Australia has publicly demonstrated a new counter-drone capability at the Cultana training area in South Australia, marking a major step in its effort to build a layered defense against the fast-growing threat of small unmanned aircraft.

Electro Optic Systems (EOS) confirmed on December 08 that the event featured a Leidos Australia-led solution under Project Land 156. At its centre was the EOS Slinger, a compact, mobile hard-kill system designed specifically to shoot down small drones and loitering munitions.

Slinger uses the M230LF 30×113 mm chain gun firing proximity-fused airburst rounds, an efficient, low-cost way to destroy small drones.

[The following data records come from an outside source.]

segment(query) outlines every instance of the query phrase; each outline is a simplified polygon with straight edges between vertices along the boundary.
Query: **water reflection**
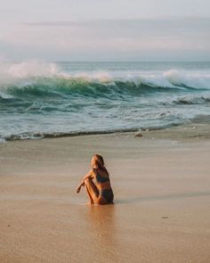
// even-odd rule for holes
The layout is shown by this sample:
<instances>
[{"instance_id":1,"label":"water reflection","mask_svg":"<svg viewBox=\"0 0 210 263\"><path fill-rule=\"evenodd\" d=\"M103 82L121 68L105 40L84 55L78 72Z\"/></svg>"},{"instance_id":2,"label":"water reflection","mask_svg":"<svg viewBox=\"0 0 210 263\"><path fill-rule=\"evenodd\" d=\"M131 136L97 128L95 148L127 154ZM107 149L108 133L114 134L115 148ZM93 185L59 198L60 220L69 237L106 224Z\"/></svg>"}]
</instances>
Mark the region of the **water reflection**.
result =
<instances>
[{"instance_id":1,"label":"water reflection","mask_svg":"<svg viewBox=\"0 0 210 263\"><path fill-rule=\"evenodd\" d=\"M117 261L116 206L90 206L86 218L92 240L97 247L97 257ZM99 260L100 261L100 260Z\"/></svg>"}]
</instances>

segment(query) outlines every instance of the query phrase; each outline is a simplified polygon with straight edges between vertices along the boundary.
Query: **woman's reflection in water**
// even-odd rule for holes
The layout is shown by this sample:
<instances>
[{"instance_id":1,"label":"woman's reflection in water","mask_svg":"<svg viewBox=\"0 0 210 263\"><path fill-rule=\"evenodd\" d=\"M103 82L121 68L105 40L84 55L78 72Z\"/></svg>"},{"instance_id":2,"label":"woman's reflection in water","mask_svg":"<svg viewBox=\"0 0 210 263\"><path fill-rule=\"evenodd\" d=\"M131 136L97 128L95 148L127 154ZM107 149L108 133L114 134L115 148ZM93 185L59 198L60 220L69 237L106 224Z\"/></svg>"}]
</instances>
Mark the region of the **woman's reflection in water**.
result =
<instances>
[{"instance_id":1,"label":"woman's reflection in water","mask_svg":"<svg viewBox=\"0 0 210 263\"><path fill-rule=\"evenodd\" d=\"M117 237L116 237L116 206L90 206L87 210L87 219L90 226L90 235L99 257L99 262L117 259ZM100 260L101 259L101 260ZM116 260L117 261L117 260Z\"/></svg>"}]
</instances>

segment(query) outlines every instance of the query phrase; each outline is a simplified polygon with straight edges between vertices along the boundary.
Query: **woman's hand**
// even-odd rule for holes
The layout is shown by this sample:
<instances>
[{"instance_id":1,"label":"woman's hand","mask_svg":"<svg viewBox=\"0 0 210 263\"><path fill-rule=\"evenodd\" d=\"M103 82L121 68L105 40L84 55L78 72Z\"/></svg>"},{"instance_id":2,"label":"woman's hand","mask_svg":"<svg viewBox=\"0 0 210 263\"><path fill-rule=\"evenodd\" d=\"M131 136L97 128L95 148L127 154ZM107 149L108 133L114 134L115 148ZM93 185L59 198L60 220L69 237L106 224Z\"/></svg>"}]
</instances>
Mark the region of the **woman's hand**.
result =
<instances>
[{"instance_id":1,"label":"woman's hand","mask_svg":"<svg viewBox=\"0 0 210 263\"><path fill-rule=\"evenodd\" d=\"M81 185L79 185L77 188L77 193L79 193L81 187L85 185L85 183L82 183Z\"/></svg>"},{"instance_id":2,"label":"woman's hand","mask_svg":"<svg viewBox=\"0 0 210 263\"><path fill-rule=\"evenodd\" d=\"M79 193L80 190L81 190L81 185L77 186L77 193Z\"/></svg>"}]
</instances>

Weighing around 350–400 kg and under a metre tall, it can be mounted on light vehicles, tracked platforms or fixed sites. It carries about 150 ready rounds and can adjust its rate of fire to manage ammunition during swarm attacks.

Detection and tracking come from an Echodyne EchoGuard 4D radar, paired with a four-axis EO/IR sight that can identify targets past 12 km. The sight is decoupled from the gun, allowing continuous tracking, even during aggressive manoeuvres.

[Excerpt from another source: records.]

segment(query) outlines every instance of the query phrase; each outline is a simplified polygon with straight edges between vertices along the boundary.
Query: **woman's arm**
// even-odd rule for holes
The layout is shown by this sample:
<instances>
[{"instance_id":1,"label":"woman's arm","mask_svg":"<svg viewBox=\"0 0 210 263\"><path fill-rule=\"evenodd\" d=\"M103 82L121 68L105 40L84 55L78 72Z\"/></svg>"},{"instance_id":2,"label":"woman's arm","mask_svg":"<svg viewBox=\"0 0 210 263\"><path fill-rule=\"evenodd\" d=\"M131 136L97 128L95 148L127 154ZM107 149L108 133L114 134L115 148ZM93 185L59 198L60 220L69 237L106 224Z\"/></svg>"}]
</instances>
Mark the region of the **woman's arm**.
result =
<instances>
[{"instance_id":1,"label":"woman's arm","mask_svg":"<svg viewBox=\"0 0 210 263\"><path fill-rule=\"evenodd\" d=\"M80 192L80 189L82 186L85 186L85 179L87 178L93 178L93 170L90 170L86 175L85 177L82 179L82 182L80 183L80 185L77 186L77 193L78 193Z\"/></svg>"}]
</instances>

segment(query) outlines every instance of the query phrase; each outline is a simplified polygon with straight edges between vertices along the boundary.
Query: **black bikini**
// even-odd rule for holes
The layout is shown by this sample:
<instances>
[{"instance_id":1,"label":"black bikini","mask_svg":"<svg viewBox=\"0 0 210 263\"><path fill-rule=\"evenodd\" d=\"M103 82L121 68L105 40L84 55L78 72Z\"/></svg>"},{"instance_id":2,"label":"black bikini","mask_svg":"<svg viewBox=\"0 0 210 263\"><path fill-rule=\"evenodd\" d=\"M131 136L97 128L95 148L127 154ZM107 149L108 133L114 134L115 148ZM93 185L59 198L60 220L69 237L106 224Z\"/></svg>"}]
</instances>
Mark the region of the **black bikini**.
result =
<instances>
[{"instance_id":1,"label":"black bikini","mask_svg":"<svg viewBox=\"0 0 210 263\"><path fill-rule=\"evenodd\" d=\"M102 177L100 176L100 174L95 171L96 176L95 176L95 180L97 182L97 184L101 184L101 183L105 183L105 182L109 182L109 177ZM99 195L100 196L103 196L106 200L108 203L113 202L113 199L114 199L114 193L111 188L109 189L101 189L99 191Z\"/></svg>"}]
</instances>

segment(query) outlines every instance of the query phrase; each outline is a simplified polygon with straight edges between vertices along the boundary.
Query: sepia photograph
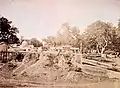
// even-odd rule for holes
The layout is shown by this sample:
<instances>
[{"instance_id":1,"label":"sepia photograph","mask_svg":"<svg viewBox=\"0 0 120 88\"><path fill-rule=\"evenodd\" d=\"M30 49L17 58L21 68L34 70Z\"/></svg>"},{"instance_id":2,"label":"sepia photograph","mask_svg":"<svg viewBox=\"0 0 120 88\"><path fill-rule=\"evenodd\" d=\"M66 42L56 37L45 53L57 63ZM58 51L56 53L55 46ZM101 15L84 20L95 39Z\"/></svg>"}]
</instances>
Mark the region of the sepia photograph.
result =
<instances>
[{"instance_id":1,"label":"sepia photograph","mask_svg":"<svg viewBox=\"0 0 120 88\"><path fill-rule=\"evenodd\" d=\"M0 88L120 88L120 0L0 0Z\"/></svg>"}]
</instances>

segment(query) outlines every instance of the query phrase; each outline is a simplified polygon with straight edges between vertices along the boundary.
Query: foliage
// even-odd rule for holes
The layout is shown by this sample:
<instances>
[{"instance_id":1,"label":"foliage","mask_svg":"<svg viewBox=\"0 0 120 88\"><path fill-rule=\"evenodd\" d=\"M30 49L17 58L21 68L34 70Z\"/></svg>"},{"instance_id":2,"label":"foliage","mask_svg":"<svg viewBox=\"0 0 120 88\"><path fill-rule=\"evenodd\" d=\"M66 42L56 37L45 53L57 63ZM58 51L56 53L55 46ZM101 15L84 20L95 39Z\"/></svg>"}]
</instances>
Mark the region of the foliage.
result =
<instances>
[{"instance_id":1,"label":"foliage","mask_svg":"<svg viewBox=\"0 0 120 88\"><path fill-rule=\"evenodd\" d=\"M37 40L36 38L32 38L29 40L29 44L33 45L34 47L41 47L43 46L42 42L40 42L39 40Z\"/></svg>"},{"instance_id":2,"label":"foliage","mask_svg":"<svg viewBox=\"0 0 120 88\"><path fill-rule=\"evenodd\" d=\"M11 26L12 21L8 21L7 18L0 18L0 42L6 44L19 43L17 38L18 29L14 26Z\"/></svg>"},{"instance_id":3,"label":"foliage","mask_svg":"<svg viewBox=\"0 0 120 88\"><path fill-rule=\"evenodd\" d=\"M115 27L111 23L96 21L85 31L86 46L103 53L105 48L113 43L114 32Z\"/></svg>"}]
</instances>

Slinger is engineered for accurate fire on the move, which is critical as drones increasingly target convoys. Recent upgrades add aided target recognition and automation to help operators manage drone swarms and distinguish real threats from background clutter.

The trial is one element of Australia’s decade-long, A$1.3 billion push to field a national counter-drone network. More than 120 systems, from handheld detectors to vehicle sensors and fixed-site jammers, are already fielded or on order.